I have been reviewing this excellent article on using Ukkonen’s method to construct a suffix tree. There are some code examples on Rosetta Code, and I also found this article and this book chapter helpful.
At first, I thought it would be as simple as nesting linked lists. I had the idea that the algorithm could simply traverse the top level of the list until the beginning of the entered text was matched, and then move on to traversing the first nested list until further matches, and so on. It even appeared that the usual leaf marker, $
, could be eliminated, because we could simply build up the matched string and return it when we arrived at [head | []]
.
However, further investigation has made me aware that I dramatically underestimated the complexity of constructing such a tree. Even using tuples to provide additional information ({:node, "substring"}
or {:leaf, "substring"}
), does not address the fact that Ukkonen’s method of construction requires links between nodes of the tree (meaning, jumping between nodes, rather than traversing a list in order).

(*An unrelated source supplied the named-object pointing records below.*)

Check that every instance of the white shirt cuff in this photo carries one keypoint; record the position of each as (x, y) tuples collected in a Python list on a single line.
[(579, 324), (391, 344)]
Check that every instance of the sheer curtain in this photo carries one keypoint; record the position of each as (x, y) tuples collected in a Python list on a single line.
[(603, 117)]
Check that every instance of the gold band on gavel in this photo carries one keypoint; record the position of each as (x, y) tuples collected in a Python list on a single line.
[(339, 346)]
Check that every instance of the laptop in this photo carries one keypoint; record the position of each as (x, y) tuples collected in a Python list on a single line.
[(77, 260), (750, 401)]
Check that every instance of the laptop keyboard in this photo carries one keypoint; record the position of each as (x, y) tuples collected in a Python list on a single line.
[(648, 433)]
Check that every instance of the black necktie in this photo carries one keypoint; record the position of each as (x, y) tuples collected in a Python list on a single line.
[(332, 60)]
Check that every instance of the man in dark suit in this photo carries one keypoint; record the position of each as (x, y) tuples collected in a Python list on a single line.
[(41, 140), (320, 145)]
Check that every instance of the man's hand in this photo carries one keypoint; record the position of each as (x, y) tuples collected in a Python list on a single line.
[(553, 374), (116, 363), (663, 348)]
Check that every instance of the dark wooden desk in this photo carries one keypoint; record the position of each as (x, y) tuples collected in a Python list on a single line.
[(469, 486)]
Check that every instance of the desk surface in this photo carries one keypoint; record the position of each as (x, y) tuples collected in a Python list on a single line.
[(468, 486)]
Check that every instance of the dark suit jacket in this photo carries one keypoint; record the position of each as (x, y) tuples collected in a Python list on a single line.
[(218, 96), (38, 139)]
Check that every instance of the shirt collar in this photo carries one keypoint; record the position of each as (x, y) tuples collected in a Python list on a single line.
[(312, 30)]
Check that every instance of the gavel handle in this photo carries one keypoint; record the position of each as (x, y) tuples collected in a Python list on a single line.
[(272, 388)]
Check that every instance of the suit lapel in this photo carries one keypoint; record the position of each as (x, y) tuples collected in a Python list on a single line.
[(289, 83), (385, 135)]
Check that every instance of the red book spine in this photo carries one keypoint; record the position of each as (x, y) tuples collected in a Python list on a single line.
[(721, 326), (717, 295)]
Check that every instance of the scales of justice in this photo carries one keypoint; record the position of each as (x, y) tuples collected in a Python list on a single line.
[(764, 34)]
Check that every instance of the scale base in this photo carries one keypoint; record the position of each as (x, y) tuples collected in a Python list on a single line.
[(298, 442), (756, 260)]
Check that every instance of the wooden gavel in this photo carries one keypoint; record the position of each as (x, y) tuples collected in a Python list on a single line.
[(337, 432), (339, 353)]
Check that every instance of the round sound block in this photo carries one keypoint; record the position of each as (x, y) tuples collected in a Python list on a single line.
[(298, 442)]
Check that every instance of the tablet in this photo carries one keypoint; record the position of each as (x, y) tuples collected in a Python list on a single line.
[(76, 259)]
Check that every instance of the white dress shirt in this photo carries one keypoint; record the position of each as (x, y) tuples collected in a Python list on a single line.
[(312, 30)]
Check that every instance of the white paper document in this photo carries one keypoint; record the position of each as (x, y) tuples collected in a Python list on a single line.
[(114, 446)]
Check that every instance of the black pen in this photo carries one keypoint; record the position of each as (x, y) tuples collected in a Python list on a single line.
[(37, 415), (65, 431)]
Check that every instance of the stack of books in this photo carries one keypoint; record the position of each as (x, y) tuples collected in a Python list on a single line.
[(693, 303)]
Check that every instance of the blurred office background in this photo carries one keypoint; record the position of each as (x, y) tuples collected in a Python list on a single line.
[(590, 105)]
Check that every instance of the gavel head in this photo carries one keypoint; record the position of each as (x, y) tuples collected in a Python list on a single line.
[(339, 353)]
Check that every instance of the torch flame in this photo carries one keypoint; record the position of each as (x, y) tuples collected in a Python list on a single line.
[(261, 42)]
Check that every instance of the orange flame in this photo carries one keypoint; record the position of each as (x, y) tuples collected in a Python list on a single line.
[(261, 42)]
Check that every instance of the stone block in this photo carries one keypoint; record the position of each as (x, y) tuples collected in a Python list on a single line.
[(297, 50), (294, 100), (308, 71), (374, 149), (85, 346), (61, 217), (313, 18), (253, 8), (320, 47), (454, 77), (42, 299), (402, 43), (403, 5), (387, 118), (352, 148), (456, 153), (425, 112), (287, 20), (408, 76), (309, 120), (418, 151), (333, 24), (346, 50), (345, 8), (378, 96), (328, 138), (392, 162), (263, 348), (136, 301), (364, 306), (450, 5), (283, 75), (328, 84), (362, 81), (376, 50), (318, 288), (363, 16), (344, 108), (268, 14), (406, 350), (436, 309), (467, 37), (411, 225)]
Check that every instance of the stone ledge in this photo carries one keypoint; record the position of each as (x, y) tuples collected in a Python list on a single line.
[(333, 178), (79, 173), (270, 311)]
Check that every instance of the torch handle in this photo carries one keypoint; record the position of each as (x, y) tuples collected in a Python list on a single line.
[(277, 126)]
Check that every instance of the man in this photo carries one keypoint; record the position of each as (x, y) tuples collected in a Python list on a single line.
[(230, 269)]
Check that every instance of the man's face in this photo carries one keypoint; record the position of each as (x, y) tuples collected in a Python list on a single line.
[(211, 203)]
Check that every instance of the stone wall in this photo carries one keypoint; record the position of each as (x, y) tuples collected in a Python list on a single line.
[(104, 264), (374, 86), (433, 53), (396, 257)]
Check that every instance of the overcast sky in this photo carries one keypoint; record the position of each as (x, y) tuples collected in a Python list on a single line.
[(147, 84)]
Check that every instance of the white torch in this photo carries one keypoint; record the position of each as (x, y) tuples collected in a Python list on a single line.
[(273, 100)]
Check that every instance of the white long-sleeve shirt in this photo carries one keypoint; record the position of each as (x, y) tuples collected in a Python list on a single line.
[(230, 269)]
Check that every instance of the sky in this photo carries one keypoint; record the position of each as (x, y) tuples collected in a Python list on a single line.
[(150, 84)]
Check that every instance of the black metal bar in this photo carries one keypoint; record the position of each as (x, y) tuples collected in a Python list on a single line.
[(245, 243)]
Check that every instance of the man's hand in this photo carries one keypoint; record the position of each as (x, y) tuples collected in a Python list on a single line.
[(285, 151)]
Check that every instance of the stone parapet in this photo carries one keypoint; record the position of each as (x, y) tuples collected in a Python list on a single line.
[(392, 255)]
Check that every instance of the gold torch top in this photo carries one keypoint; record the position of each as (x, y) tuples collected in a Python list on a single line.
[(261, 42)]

Perhaps it isn’t possible to use existing Elixir data structures to create such a suffix tree, as the tree itself is a data structure with unique properties. In any event, I am interested in putting some time into this, but I really need to better frame the problem and the approach first.
The ultimate goal would be a Hex package with an API along these lines:
defmodule SuffixTree do
@doc """
Takes a list of strings, sorts them, and constructs a suffix tree.
"""
def build(list, opts \\ []) do
#...
end
@doc """
Takes a user-entered substring and returns a list of matches from the given suffix tree.
The number and sorting of matches are determined by opts.
"""
def match(tree, substring, opts \\ [])
#...
end
end
My impression at this stage is that the building of the tree could be greatly simplified if it were done asynchronously and you didn’t care how long it took. The purpose of all the links between nodes in Ukkonen’s method appears to be a reduction in the time it takes to build the tree, from O(m2) to O(m) for a string of length m
. Perhaps a full implementation of Ukkonen isn’t needed for smaller sets of strings.
How would you approach this? Am I missing some prior art that has already solved this in Elixir? Should I just hit the ElasticSearch docs and forget about this? Thanks in advance for any feedback.